What's a catch-up contribution? A catch-up contribution allows any HSA holder over the age of 55 to contribute an extra $1,000 over the annual contribution maximums each year (in 2023, this is $3,850 for individuals and $7,750 for families).

Can you use HSA for dental?

You can also use HSAs to help pay for dental care. While dental insurance can help cover costs, an HSA can also help cover any out-of-pocket expenses resulting from dental care and procedures.

Can I use my HSA for my pregnant girlfriend?

You can use it on anyone in your tax family.

You can use your HSA to cover your or your spouse's delivery costs, as well as future expenses of the child. HSA funds can be used on anyone within your tax family. This stays true even if the account holder does not cover a dependent under his or her health plan.

When should I stop contributing to my HSA?

3 times it's okay to stop funding your HSA
  1. Your financial situation has changed. ...
  2. You're getting close to age 65 or you're no longer eligible. ...
  3. You've hit the max contribution limit.

What disqualifies you from having an HSA?
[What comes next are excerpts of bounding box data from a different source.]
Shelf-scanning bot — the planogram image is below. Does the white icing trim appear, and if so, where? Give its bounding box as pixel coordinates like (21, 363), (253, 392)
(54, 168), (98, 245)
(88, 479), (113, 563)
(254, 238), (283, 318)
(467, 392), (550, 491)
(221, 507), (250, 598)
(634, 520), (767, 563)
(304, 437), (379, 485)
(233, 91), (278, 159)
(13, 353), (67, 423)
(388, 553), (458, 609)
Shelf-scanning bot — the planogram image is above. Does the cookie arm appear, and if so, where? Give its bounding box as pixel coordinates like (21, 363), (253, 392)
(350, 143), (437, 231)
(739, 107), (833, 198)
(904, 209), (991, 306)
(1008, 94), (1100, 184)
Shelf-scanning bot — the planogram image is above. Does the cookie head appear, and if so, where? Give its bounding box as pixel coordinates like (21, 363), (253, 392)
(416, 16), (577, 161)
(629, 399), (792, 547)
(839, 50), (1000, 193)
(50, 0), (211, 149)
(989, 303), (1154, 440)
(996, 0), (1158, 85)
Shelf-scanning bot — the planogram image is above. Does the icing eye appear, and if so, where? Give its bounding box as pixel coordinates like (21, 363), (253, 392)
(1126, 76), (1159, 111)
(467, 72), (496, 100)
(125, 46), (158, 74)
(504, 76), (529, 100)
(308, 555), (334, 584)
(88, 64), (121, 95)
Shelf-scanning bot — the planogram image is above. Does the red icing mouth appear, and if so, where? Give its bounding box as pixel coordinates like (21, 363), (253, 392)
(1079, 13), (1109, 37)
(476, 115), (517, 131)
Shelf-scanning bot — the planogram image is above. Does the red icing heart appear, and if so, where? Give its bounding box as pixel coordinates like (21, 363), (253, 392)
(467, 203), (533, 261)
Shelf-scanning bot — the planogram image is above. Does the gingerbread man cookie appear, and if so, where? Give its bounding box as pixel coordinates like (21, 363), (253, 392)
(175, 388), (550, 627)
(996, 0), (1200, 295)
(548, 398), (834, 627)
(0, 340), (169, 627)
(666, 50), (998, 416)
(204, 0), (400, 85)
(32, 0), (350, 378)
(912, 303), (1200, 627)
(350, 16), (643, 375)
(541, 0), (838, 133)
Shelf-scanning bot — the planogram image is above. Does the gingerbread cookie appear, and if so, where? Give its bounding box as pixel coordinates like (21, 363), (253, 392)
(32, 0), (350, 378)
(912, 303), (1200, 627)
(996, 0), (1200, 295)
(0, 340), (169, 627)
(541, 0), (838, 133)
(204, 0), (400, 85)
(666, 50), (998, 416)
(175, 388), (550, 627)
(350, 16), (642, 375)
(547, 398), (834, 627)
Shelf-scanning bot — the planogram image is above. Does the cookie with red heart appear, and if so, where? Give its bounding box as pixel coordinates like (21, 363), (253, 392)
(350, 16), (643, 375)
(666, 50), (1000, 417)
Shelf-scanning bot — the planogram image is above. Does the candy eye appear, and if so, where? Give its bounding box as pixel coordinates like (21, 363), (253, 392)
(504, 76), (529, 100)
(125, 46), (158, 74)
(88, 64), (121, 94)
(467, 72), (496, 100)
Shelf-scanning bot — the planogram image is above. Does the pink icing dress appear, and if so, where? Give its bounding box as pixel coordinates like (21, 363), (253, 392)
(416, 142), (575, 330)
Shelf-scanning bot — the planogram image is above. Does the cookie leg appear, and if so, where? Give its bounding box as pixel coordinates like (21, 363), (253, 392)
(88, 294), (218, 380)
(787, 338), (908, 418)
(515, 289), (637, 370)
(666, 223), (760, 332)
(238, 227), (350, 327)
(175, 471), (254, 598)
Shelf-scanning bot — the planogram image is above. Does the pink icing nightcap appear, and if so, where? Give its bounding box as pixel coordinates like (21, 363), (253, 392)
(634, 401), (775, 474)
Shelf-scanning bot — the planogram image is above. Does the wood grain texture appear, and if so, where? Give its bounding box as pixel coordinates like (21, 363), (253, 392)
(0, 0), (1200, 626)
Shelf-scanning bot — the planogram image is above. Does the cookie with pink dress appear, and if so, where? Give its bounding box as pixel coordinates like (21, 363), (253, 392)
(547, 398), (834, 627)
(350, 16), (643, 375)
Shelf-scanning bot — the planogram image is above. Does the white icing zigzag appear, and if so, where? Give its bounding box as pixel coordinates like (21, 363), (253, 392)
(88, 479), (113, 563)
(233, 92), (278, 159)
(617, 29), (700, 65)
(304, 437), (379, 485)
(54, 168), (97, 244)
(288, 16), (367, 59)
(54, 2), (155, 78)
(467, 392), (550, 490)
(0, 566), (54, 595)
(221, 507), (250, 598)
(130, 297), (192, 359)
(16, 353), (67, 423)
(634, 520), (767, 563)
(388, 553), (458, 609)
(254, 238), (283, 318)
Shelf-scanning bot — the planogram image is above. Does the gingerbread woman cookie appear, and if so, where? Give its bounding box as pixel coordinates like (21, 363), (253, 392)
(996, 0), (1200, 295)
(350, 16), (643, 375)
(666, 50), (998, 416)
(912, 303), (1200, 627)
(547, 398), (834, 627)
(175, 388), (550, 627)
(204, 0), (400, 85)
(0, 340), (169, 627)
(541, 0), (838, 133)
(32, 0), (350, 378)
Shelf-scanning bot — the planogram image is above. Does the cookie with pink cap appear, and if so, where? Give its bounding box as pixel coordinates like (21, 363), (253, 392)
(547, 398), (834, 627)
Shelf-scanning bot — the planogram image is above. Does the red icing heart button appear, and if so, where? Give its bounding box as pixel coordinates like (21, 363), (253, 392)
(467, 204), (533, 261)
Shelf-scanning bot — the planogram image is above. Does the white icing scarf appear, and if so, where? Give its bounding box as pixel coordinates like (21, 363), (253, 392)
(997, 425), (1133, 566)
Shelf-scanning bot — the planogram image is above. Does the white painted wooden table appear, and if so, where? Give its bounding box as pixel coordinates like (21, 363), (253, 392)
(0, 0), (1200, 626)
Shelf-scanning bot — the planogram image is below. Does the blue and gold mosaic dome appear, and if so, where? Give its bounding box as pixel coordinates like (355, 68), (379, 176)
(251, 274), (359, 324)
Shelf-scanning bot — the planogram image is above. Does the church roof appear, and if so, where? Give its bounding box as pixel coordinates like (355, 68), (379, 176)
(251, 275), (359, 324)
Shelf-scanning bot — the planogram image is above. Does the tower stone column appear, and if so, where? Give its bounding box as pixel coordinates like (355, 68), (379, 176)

If you enroll in Social Security you will be automatically enrolled in Medicare Part A, which will disqualify you from contributing to an HSA. You can delay enrollment in Medicare Part A only if you delay taking Social Security. You can delay taking Social Security up until age 70 and one half years old.

What is the downside of a health savings account?

Potential tax drawbacks

Prior to age 65, HSA funds withdrawn to pay for nonmedical expenses are considered taxable income. The IRS also levies a 20 percent penalty. Expenses can be audited by the IRS so you should keep receipts for all payments made with HSA funds.

What happens if I contribute to HSA without HDHP?

There is no 20% penalty on excess contributions. If you no longer are enrolled in an HDHP you are not eligible to make contributions to your HSA, but you may request withdrawals for qualified medical expenses. Yes, there are administrative fees which vary by plan.

Are vitamins HSA eligible?

With this IRS definition in mind, while daily multivitamins are not FSA/HSA eligible, there are some types of vitamins that are eligible with consumer-directed healthcare accounts and others that may be eligible with proper documentation from a physician.